Apple’s research and development teams are certainly considering ways in which they can engage the processor design expertise recently bought in-house on strength of the PA Semi purchase.

“PA Semi is going to do system-on-chips for iPhones and iPods,” Apple CEO Steve Jobs told the New York Times in June – but the Apple rumpur machine has already moved into overdrive, with the most recent speculation claiming the company’s boffins are now looking to develop a small processor that would be capable of QuickTime encoding and decoding.

Now, we’re not at all utterly convinced that the source of this new wave of speculation (Alley Insider) has got the whole picture here – sure, we can imagine such a processor could be invaluable across many of the company’s non-Mac products (Apple TV, people), so we suspect there’s more underneath the tip of this iceberg. But the iceberg likely doesn’t include any plans to leave the tender processor supplying arms of Intel, not so soon after the transition to chips from that company.

Given Apple’s admitted work on Open Computing Language (OpenCL), which lets any application tap into the vast gigaflops of GPU computing power previously available only to graphics applications, there’s clearly more of a use for a QuickTime-decoding chip than the obvlous graphics implementations.

Within discussion of the rumoured encoding tech, it is important to consider the sheer importance of QuickTime technology within the Mac platform. Windows users may see it as the backbone for their iPod and iTunes, but on the Mac, QuickTIme does the heavy lifting for multiple applications. These include system-specific processes in Core Image or Core Video, but also includes work as the underlying engine for Final Cut Pro, for example. That QuickTime’s possibly receiving a few r&d dollars is no bad thing.

The purported QuickTime chip could therefore deliver significant performance increases for low-powered Macs, particularly once implemented in Snow Leopard. It could deliver significant improvements to professional video authors, and may even make it much easier to migrate content between different platforms – Mac to iPod to iPhone to Apple TV, for example.

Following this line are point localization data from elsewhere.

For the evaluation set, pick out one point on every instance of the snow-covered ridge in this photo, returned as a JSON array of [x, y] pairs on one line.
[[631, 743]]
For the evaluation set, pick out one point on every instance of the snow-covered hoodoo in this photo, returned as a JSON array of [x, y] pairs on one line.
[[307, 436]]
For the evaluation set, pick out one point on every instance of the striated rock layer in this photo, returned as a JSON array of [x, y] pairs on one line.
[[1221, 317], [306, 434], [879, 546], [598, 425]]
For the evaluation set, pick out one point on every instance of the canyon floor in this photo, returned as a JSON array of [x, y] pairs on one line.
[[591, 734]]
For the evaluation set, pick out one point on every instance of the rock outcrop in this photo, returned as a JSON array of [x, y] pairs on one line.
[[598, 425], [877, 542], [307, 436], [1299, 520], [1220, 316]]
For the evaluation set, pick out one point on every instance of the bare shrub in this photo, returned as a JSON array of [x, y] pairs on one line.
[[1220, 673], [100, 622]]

Alley Insider suggests the new processor could well be part of Apple’s much speculated upon product transition (the one in which Apple will release new Macs, iPods, iPhone nanos, Apple TV devices and cure world hunger, that one, set for September, allegedly…).

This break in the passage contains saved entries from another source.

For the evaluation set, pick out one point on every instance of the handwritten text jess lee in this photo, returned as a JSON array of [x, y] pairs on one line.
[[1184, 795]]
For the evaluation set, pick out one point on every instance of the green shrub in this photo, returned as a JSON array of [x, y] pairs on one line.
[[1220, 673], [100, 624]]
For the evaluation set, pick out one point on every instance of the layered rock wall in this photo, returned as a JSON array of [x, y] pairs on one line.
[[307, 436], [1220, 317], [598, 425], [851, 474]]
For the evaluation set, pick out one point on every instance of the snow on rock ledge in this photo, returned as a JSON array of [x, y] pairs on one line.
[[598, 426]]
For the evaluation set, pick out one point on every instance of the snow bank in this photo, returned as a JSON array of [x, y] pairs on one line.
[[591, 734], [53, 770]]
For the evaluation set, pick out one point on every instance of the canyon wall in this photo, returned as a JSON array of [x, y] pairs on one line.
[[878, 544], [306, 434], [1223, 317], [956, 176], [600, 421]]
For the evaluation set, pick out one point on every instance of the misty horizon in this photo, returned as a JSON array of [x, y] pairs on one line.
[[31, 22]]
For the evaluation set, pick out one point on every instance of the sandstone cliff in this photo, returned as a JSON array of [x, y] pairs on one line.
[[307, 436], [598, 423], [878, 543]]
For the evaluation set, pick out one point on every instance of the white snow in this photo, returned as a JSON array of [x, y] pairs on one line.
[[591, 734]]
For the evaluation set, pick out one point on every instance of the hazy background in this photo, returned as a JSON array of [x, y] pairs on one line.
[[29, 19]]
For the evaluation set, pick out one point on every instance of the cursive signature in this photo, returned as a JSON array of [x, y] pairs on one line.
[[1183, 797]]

Citing a tipster the report states: "I happen to know that the product transition referred to in Apple’s recent conference call was referring to QuickTime encoding/decoding chips built into their products." 

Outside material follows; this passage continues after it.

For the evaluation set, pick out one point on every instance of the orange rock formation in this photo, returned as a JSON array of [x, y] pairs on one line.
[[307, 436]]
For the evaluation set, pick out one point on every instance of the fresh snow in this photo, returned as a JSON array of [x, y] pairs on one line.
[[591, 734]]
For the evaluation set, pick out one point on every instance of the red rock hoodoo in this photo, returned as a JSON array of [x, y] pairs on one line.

To be fair, Alley Insider then dismisses that claim as pure speculation. We think it likely Apple is looking to improve multimedia performance on its products, and suspect these claims may hint at a variety of chip-based implementations designed to lend Macs and other Apple systems a strategic advantage in an increasingly multimedia-focused market. The months in advance of Snow Leopard will be full of consolidation and development to improve and expand the facility of the Mac platform, this QuickTime chip could play a part (or could just be idle gossip, designed to help fill column inches on a slow news day).